12. You have a show in Joensuu, Finland, on Friday evening. Have you been to Finland before? What is your impression on Finnish artists and the music industry in general?

I had a great show in Joensuu 2 years ago, and have also played fun parties in Lahti and Kuopio. I’ve always felt very comfortable and welcomed in Finland. Laidback, open-minded people who party hard and have a taste for less commercial music, such as drum & bass, and breakbeats. I don’t often get to dip into this section of my crates so I always look forward to my Finnish shows. Finland is also a beautiful country with the freshest air and cleanest water 👍

13. How do you see the future of say, electronic music, and DJ’s? What is the next trend in music?

In my immediate sector, I think DJ needles will become a thing of the past as a new technology has just emerged (called Phase) which allows us to continue using turntables for mixing and scratching etc, without a needle to make physical contact on the vinyl. This could be the end of major problems that are associated with using turntables, such as bass feedback, needle-skipping etc.

Also, it’s already started to happen, but a lot of people are predicting the end of MP3s and other digital files so perhaps in the near future, DJs will be performing with only streamed music.
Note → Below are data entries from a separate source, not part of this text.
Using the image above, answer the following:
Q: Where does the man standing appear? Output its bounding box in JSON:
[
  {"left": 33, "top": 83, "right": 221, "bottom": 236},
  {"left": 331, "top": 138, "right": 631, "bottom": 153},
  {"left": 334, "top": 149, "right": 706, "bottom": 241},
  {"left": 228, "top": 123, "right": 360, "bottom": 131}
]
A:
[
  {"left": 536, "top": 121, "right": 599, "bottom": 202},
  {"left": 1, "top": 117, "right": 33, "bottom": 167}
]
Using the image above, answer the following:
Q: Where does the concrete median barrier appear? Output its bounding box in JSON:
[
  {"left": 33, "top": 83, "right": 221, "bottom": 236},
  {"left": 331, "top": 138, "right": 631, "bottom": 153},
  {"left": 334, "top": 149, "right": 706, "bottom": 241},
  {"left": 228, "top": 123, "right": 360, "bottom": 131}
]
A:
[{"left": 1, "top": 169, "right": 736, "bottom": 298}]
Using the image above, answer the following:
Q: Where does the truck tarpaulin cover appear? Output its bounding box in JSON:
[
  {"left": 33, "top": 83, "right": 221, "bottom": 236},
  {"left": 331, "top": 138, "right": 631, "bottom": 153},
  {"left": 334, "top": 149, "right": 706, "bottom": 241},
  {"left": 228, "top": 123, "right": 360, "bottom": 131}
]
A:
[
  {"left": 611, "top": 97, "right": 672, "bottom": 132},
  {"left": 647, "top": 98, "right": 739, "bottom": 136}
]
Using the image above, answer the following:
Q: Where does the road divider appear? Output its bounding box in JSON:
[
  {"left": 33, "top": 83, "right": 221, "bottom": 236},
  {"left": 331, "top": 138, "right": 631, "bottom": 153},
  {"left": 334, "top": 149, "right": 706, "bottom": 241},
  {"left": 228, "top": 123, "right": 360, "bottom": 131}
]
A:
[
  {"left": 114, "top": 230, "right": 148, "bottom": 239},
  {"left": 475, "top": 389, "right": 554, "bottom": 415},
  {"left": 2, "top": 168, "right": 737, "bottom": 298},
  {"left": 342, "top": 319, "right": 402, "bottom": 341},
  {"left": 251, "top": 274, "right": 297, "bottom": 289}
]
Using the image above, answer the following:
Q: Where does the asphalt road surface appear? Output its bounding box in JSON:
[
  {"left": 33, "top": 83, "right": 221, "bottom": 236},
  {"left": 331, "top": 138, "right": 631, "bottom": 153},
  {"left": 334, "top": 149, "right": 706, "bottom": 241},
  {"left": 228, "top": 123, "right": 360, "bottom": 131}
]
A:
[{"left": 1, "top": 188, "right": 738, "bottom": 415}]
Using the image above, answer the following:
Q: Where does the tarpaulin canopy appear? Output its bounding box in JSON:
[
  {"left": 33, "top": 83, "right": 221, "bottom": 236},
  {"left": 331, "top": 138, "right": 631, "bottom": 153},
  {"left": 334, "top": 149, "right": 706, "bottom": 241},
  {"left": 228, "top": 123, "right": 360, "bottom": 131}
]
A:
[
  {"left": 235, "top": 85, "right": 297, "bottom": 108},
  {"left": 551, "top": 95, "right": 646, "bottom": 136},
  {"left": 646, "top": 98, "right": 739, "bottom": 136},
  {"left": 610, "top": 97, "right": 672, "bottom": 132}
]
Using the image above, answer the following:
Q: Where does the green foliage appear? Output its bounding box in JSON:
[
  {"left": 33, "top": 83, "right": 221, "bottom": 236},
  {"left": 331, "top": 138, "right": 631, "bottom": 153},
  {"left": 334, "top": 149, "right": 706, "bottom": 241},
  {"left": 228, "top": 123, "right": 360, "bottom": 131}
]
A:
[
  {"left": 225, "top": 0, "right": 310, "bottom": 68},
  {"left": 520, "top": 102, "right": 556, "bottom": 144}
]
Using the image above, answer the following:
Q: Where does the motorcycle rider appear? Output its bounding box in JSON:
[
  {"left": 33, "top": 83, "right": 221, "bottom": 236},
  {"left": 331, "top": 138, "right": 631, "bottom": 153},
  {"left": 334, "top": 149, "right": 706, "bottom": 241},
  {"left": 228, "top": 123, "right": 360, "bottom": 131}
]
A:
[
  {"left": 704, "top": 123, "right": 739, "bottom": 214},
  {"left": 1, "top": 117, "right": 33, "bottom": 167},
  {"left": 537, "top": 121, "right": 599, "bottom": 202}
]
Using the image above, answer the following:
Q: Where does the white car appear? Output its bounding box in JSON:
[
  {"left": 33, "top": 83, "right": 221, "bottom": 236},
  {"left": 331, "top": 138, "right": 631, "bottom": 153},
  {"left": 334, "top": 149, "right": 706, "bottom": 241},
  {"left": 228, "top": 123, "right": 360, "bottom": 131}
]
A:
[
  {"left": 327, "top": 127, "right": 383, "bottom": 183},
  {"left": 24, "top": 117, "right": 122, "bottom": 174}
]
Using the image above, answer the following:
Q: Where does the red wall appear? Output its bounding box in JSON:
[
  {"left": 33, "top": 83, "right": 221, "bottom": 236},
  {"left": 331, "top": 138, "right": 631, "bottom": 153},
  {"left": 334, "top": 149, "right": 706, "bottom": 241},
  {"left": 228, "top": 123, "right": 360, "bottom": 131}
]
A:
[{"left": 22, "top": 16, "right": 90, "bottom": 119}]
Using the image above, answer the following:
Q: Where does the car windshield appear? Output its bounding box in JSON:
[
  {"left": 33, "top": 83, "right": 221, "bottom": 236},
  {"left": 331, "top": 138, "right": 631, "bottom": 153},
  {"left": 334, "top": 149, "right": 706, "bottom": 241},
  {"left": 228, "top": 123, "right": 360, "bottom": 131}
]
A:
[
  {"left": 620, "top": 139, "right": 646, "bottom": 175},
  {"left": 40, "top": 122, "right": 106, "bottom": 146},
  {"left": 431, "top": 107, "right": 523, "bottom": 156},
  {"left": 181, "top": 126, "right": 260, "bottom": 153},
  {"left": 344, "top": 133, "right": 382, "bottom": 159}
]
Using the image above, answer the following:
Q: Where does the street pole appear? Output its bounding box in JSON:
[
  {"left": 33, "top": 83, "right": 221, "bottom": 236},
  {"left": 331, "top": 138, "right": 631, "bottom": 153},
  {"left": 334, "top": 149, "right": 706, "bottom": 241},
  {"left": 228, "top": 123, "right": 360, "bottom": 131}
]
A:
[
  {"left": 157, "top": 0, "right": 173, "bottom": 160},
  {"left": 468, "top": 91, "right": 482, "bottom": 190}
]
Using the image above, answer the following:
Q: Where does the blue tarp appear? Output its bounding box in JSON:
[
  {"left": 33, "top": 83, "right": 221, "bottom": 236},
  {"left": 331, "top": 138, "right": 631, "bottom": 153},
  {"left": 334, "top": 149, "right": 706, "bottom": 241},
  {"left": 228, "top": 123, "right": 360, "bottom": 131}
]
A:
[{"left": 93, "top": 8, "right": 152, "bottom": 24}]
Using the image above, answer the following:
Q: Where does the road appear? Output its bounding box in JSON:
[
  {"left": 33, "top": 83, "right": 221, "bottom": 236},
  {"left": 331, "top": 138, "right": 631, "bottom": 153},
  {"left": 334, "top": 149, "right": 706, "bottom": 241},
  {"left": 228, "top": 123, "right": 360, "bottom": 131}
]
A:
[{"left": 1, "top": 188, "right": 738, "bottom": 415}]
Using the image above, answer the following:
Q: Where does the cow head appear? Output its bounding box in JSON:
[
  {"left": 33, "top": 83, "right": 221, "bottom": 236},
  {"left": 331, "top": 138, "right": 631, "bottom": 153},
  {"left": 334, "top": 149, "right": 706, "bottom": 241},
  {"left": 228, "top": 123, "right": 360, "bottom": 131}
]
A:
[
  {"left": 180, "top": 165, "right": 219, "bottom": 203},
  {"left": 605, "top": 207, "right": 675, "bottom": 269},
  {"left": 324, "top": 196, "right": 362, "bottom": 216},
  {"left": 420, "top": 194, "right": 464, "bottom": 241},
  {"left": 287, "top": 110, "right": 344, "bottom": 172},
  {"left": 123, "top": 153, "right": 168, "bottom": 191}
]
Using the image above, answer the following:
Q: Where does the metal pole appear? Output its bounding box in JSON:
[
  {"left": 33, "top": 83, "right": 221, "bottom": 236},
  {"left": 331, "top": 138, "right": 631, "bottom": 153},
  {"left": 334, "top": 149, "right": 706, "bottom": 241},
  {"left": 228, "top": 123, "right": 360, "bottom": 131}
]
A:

This idea scares me a little though and I’m not ready to say goodbye to MP3s (or vinyl for that matter)!

And on a personal note, I’m hoping that popular DJ shows will sway back towards authentic live performances, perhaps with other live musicians and vocalists. For example, I really like what A-Trak is doing with his Fools Gold Day Off events. I just feel that these big stage EDM “glorified light shows” are no longer fooling anyone as legit live performances. Perhaps audiences are starting to have their fill of it already. I’m hoping so anyway. I think society in general is yearning more authenticity – less filters, more rough edges.

14. What is you biggest goal for the year 2018?

This year, my goal is to be more entrepreneurial and to be more creative for the sake of just being creative. I was hardly at home last year due to many tours and business trips which meant I had less time to think creatively about what I’m trying to put out and the artist I’m trying to be. Art and business is always a tough balancing act but after such a hectic 2017, I want to try get back to the studio, back to the turntables, and in touch with why I started doing all of this in the first place. Hopefully I’ll have something(s) to show for it by the end of this year.